Malheureusement, si ce genre d’histoires se raconte peu dans les grands médias, elles sont choses courantes. Simplifions beaucoup les choses. Pour bien comprendre comment une maison de disques fonctionne, il faut la comparer à une banque qui prête de l’argent à l’artiste qui souhaite enregistrer un disque, et qu’il va falloir rembourser. La maison de disques commence donc par avancer l’argent pour la production de l’album et provisionne les frais marketing. L’artiste donne alors une partie de la somme reçue pour la production au manager, et au producteur (qui est souvent lié à la maison de disques). Il ne lui reste alors pour vivre, entre la signature du contrat et la sortie de l’album, que la différence restante. Souvent pas grand chose, puisque l’artiste est fortemment incité à dépenser au maximum dans la production. Ensuite, il faut rembourser la somme prêtée, plusieurs dizaines de milliers d’euros, voire plusieurs centaines de milliers en fonction des artistes et des albums. Et le remboursement est prélevé directement sur le paiement des royalties. Ce que touche l’artiste en bout de course n’est donc que l’éventuelle partie des royalties qui dépasse le montant du prêt. Sauf que. Les contrats sont en général ficelés pour obliger à la production de plusieurs albums (ou singles)… et la maison de disques s’octroie par contrat le droit de prélever sur les royalties à verser pour l’album précédent la somme à prêter pour l’album suivant. Ce qui fait qu’un artiste peut enchaîner plusieurs albums dans une même maison de disques sans jamais voir la couleur de ses royalties. Ca peut durer comme ça plus de dix ans pour trois albums, surtout que les maisons de disques connaissent des tas d’astuces pour repousser l’enregistrement et la sortie des albums.
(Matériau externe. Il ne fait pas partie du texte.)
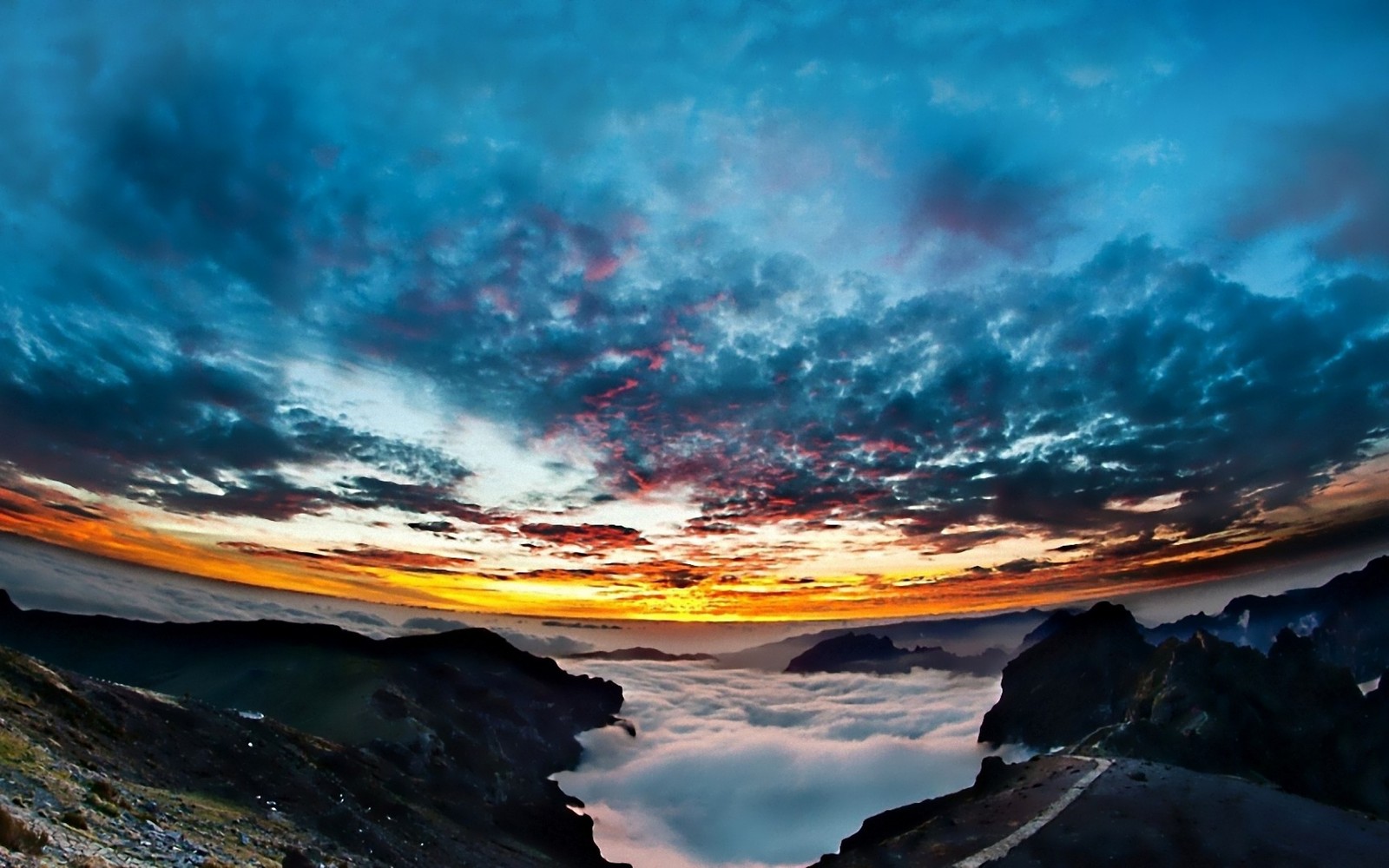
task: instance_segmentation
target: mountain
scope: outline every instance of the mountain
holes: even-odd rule
[[[1003,668],[1003,696],[979,740],[1058,747],[1115,722],[1153,646],[1122,606],[1096,603]]]
[[[1389,824],[1251,781],[1126,758],[988,757],[974,786],[868,818],[813,868],[1345,868],[1381,865],[1386,847]]]
[[[660,649],[638,646],[635,649],[617,649],[615,651],[579,651],[567,654],[569,660],[653,660],[658,662],[672,662],[678,660],[717,660],[713,654],[671,654]]]
[[[899,649],[886,636],[843,633],[821,640],[786,664],[786,672],[871,672],[900,675],[911,669],[945,669],[970,675],[993,675],[1008,661],[1000,649],[961,657],[939,646]]]
[[[1264,779],[1389,818],[1386,690],[1363,696],[1286,628],[1267,656],[1207,633],[1154,647],[1099,603],[1003,669],[979,740]]]
[[[94,751],[132,787],[258,815],[274,804],[356,864],[608,865],[549,776],[576,765],[579,732],[617,722],[621,687],[488,631],[374,640],[275,621],[149,624],[21,611],[0,592],[0,644],[89,676],[8,658],[21,681],[50,672],[33,686],[46,701],[81,699],[56,721],[36,710],[36,732],[79,733],[56,739],[78,751],[60,758]]]
[[[1189,615],[1147,636],[1161,642],[1200,631],[1267,651],[1283,628],[1310,636],[1320,657],[1349,668],[1357,681],[1376,678],[1389,667],[1389,556],[1320,587],[1235,597],[1215,615]]]
[[[875,624],[871,628],[832,628],[790,636],[778,642],[753,646],[718,656],[718,667],[725,669],[767,669],[783,672],[790,661],[825,639],[871,629],[901,646],[940,646],[956,654],[982,654],[990,647],[1014,649],[1022,637],[1047,618],[1047,612],[1029,608],[1021,612],[940,618],[935,621],[900,621]]]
Voilà sans doute pourquoi Sébasto, qui n’a probablement lu de son contrat que l’article prévoyant environ 8 % des revenus net, se retrouve avec un simple chèque de 477 euros après avoir vendu plus de 100.000 singles. Il aurait de toute façon eu toutes les peines à comprendre son contrat s’il l’avait lu, tant la rédaction d’un contrat d’édition est faite pour brouiller les pistes. C’est au manager de bien conseiller son client. Mais selon le témoignage de Sébasto, ses managers se seraient assurés la part du lion avec 60 % de frais sur toutes les avances et 42 % sur les ventes de disques ! Des sommes que les managers, eux, ne doivent pas rembourser à la maison de disques. Porter plainte ? Trop long, trop cher, pour un résultat trop incertain. Le contrat fait loi.

Voilà pourquoi des artistes comme Radiohead, Nine Inch Nails ou Saul Williams quittent aujourd’hui les maisons de disques. Et pourquoi ils devraient être de plus en plus nombreux à se passer du prestige d’une signature chez Sony BMG ou quelqu’autre label.